Vay be, meğer ne çok şeyden korkarmışım da haberim yokmuş :)

5 yorum:

  1. Tarif ilk fırsatta denenecek; şalanj herzamanki gibi şahane. ☺

    YanıtlaSil
  2. Ellerine sağlık tarif için şalanj gene muhteşem


    YanıtlaSil
  3. Bu tarifi burada gördüğümden beri feci meraktaydım. Hemen ilk fırsatta brüksel lahanası aldım, neyse ki hemen bozulmuyor bu akşam ancak pişirebildim. Nefis oldu. Böyle sanki Paris'te küçük fakat şahane bir restorana gitmişsin de orada yiyormuşsun gibi. On numara bir tarif. Yalnız benim sosu lahanalar içti, tavada pek sos kalmamıştı ben de çeyrek limonu lahanaların üstüne sıktım hafiften. Hem hazırlaması kısa sürüyor ve kolay hem de çok lezzetli. Tam sen nereden buldun bu tarifi diyecektim ki yazıyı tekrar okuyup Cafe Fernando'yu gördüm. Şimdi oldu. Teşekkürler Leylak Dalı'm.

    YanıtlaSil
    Yanıtlar
    1. Ay sevindim beğendiğine, gerçekten güzel oluyor.
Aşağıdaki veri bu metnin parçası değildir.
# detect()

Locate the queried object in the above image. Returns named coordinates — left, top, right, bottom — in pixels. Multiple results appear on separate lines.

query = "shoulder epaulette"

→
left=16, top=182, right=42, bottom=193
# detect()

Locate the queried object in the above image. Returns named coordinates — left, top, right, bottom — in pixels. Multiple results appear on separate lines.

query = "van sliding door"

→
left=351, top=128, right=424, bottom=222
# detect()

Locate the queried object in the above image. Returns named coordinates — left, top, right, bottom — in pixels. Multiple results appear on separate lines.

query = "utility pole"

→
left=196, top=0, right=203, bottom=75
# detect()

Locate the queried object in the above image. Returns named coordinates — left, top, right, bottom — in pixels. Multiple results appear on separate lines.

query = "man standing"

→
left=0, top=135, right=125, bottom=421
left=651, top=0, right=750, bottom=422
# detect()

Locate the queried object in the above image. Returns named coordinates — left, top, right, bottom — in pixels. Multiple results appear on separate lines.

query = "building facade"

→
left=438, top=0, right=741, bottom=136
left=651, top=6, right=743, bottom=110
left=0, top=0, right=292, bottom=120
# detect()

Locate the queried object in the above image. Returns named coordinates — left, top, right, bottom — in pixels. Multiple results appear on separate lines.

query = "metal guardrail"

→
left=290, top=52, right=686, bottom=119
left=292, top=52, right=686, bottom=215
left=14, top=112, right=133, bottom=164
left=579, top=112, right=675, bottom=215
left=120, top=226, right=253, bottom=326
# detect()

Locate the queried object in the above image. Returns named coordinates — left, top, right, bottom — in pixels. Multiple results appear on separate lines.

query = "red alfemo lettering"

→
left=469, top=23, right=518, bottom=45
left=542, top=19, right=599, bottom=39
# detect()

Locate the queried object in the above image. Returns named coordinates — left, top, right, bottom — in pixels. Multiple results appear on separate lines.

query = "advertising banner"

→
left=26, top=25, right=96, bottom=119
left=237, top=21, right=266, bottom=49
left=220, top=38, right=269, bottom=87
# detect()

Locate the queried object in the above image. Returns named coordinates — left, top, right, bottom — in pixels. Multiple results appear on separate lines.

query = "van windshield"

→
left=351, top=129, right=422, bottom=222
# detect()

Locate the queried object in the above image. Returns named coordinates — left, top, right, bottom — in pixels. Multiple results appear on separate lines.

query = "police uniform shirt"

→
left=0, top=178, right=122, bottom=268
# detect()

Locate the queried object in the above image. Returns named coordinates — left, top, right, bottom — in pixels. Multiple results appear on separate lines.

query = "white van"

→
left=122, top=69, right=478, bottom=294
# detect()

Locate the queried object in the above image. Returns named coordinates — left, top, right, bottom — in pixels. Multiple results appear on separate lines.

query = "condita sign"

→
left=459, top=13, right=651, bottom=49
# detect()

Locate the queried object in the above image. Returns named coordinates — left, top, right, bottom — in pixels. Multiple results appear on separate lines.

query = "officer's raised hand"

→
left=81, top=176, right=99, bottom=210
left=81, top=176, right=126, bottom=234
Ben ki Brüksel lahanasına hep mesafeli davranırım ama artık ilişkimiz yakınlaştı :) Ben Justine'in instagramında okuyup Cafe Fernando'nun sayfasına geçerek yapmıştım. Afiyet olsun, evet püreyle de iyi gider.

      Sil
  4. Şimdi aklıma geldi: pürenin yanına da enfes yakışabilir.